17 août – L’usage de la torture pendant les interrogatoires de détenus palestiniens s’est généralisé au cours des deux dernières années, a dénoncé dimanche une organisation israélienne de défense des droits de l’homme, citée par le quotidien Haaretz.
Dans son rapport, rendu public le même jour, la Commission Publique contre la Torture précise en particulier que le nombre d’interrogatoires conduits par le Shin Beth et pouvant être définis comme étant de la torture, des traitements inhumains ou dégradants, se sont comptés par centaines au cours de chacun des six premiers mois de 2003, alors qu’en septembre 2001, on comptait encore en dizaines.
La nature des mauvais traitements infligés aux Palestiniens s’est aggravée, et peut raisonnablement être qualifiée de torture selon les critères établis par le droit international, ajoutent les auteurs du rapport. De plus, le type de tortures mis en œuvre est en infraction avec des règles (pourtant, ô combien permissives, NDR) édictées par la Cour Suprême israélienne en 1999.
« La torture en Israël est redevenue de routine », concluent les auteurs.
Ceux-ci déplorent, notamment, que les institutions du pays (Cour Suprême, Procureur général de l’Etat) qui sont censées surveiller l’activité des services de sécurité (Shin Beth) et garantir que les procédures d’interrogatoire des suspects restent dans le cadre de la loi ont failli à leurs responsabilités. Elles ne font en réalité qu’entériner l’activité du Shin Beth.
De fait, au cours des derniers mois, la Cour Suprême a rejeté la totalité des 124 recours déposés par la Commission Publique contre la Torture, demandant que des suspects palestiniens soient autorisés à conférer avec leurs avocats.
De même, ajoutent-ils, c’est à un responsable du Shin Beth que le Bureau du Procureur de l’Etat a confié la mission d’examiner les plaintes de détenus palestiniens ; il n’est pas surprenant, dans ces conditions, qu’aucun des policiers du Shin Beth procédant à des interrogatoires n’ait été incriminé pour torture « sans cause » d’un suspect.
Parmi les exactions du Shin Beth lors des interrogatoires sont cités, les coups directs, les gifles, les coups de pied, le piétinement des membres entravés par des menottes, le maintien prolongé dans des postures douloureuses, ainsi qu’une méthode « classique » des tortionnaires israéliens : secouer sans relâche le détenu.
Il faut y ajouter la privation de sommeil, les menaces et humiliations, l’exposition à des températures extrêmement basses ou élevées, l’isolement dans des conditions de confinement inhumaines.
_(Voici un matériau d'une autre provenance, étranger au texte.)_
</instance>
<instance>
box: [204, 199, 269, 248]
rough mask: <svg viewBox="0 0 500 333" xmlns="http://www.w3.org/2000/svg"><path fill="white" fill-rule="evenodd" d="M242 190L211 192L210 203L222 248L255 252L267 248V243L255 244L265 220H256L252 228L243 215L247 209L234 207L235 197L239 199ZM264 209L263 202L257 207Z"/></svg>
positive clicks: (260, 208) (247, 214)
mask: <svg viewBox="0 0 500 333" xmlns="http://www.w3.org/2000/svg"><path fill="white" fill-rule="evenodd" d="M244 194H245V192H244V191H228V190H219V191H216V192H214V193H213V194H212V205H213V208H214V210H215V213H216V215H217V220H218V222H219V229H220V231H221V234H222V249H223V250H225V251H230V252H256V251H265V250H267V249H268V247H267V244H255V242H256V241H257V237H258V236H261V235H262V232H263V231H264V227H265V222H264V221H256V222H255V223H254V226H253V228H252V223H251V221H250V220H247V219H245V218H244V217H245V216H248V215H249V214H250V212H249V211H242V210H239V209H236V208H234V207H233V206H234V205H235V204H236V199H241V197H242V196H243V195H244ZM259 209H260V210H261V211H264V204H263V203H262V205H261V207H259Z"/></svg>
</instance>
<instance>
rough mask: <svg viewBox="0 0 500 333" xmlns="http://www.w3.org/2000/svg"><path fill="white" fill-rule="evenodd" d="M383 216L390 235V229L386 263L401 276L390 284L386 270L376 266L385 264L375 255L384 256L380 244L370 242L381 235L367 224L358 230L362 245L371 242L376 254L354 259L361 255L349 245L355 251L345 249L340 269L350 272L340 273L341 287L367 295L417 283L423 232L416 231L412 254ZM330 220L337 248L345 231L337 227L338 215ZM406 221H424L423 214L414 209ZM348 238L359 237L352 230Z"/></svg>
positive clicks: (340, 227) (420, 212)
Sur un échantillon de 48 détenus qui ont rapporté aux avocats de la Commission Publique au cours des quatre premiers mois de 2003, 58% ont déclaré avoir été victimes de violences directes, 52% se sont plaints de privation de sommeil, et 90% ont dit avoir été menottés, les mains dans le dos, de manière durable.
Le rapport conclut à la dégénérescence morale en Israël et à la violation des normes d’une société censément démocratique, et appelle le gouvernement à se conformer pleinement au droit international, lequel, faut-il le rappeler, interdit la torture et plus généralement tous les traitements inhumains des suspects.